Russia-linked cyberespionage group APT29 has been observed staging new malware for attacks likely targeting embassy-related individuals, Recorded Future reports.

Also referred to as Cozy Bear, the Dukes, Nobelium, and Yttrium, APT29 is a Russian advanced persistent threat (APT) group believed to be sponsored by the Russian Foreign Intelligence Service (SVR). It’s also believed to have orchestrated multiple high-profile attacks, including the 2020 SolarWinds attack.

In October 2022, Recorded Future identified new infrastructure and malware that the cyberespionage group likely set up for attacks targeting embassy staff or an ambassador.

A compromised site containing the text “Ambassador’s schedule November 2022” was used as a lure to infect visitors with new malware called GraphicalNeutrino.

The threat, which uses the US-based business automation service Notion for command and control (C&C), is a loader that packs numerous anti-analysis capabilities, including sandbox evasion, API unhooking, and string encryption.

According to Recorded Future, which tracks the activity as BlueBravo (PDF), the staging and deployment of the malware is similar to previously observed tactics, techniques, and procedures (TTPs) attributed to APT29.
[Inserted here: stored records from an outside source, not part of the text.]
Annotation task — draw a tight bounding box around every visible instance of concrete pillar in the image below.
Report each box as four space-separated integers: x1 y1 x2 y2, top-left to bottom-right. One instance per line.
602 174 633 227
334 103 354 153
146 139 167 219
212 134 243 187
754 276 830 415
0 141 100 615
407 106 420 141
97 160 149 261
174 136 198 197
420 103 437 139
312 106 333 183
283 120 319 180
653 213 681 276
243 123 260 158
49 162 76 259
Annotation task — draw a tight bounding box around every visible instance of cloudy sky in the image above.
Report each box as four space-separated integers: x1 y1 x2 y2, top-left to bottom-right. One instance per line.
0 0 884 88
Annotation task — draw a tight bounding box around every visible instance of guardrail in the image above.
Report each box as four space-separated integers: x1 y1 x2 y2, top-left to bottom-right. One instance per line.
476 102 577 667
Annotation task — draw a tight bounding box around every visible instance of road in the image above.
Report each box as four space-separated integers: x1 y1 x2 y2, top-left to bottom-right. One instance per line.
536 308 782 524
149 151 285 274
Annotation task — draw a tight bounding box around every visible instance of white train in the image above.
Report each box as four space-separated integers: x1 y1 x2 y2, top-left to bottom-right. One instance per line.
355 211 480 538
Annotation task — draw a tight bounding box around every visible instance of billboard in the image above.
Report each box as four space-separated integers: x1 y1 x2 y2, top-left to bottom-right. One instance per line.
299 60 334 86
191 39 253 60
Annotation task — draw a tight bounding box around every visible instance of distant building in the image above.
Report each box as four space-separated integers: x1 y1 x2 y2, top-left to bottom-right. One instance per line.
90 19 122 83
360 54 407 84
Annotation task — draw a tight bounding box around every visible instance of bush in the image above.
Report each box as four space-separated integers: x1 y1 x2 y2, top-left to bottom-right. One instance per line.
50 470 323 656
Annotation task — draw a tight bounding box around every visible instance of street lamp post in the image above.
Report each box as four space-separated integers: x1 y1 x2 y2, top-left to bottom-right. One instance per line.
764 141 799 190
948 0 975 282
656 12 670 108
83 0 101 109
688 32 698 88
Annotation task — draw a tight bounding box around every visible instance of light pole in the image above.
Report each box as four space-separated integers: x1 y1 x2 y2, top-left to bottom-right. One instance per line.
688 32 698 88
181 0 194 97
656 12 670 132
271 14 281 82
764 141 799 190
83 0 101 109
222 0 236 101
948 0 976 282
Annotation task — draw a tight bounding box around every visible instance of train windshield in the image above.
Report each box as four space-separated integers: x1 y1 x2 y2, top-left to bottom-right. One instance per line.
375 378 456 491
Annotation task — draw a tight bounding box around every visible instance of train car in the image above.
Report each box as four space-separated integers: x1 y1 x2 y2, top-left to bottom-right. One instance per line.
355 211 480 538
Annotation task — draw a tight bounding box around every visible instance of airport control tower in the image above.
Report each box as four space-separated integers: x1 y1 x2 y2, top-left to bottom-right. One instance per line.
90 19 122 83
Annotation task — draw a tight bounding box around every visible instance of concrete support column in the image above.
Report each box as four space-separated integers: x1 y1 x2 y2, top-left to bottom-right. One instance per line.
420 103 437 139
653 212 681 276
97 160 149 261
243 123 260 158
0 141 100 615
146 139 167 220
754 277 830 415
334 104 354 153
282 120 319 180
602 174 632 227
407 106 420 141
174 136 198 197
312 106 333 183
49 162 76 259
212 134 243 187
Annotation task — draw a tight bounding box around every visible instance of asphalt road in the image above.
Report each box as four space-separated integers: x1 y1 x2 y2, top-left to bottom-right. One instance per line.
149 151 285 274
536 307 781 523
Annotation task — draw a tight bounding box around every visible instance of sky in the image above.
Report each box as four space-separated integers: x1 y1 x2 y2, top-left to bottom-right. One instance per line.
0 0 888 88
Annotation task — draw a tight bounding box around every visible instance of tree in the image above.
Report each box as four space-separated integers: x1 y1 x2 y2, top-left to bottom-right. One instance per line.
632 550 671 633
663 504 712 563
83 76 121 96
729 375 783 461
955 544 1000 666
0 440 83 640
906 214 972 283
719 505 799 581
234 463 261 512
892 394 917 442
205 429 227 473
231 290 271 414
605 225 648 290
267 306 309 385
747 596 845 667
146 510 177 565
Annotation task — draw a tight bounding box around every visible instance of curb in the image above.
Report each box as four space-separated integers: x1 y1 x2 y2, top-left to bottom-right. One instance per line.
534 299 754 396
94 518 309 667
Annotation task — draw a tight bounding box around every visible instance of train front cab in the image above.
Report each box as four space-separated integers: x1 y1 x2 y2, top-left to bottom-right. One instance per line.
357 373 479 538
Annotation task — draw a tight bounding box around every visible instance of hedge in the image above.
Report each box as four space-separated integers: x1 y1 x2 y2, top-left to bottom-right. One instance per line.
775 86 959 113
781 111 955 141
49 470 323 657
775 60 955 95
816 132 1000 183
The lure webpage contained within HTML code an obfuscated ZIP file set to be automatically downloaded on the visitors’ system, showing overlaps with previous observed deployment of the EnvyScout dropper.

The ZIP file contains two DLLs and a benign executable masquerading as a PDF, which was designed to load the libraries using DLL search order hijacking. One of the DLLs contains the GraphicalNeutrino malware, implemented in a thread spawned when the library is initialized.

When launched, GraphicalNeutrino attempts to remove API hooks from specific modules, checks whether persistence is required (which it achieves by creating a new registry key), and then establishes communication with the C&C.

The malware creates a unique identifier for the victim, based on username and computer name, adds the ItIEQ prefix to it, and then uses a Notion API database query filter to determine whether the victim has previously connected to the C&C.

A second, nearly identical GraphicalNeutrino sample that Recorded Future identified and which was compiled only two days after the first, contained only small changes, such as a different Notion database ID, a new identifier prefix, a new key for string decryption, a renamed DLL export function, and modified wait time for C&C communication.

“While we are unable to assess the intended targets of this operation based on the data available, it is likely that ambassadorial or embassy-themed lures are particularly effective during periods of heightened geopolitical tensions, such as is the case with the ongoing war in Ukraine. During such periods, Russian APT groups are highly likely to make extensive use of diplomatically themed lures,” Recorded Future notes.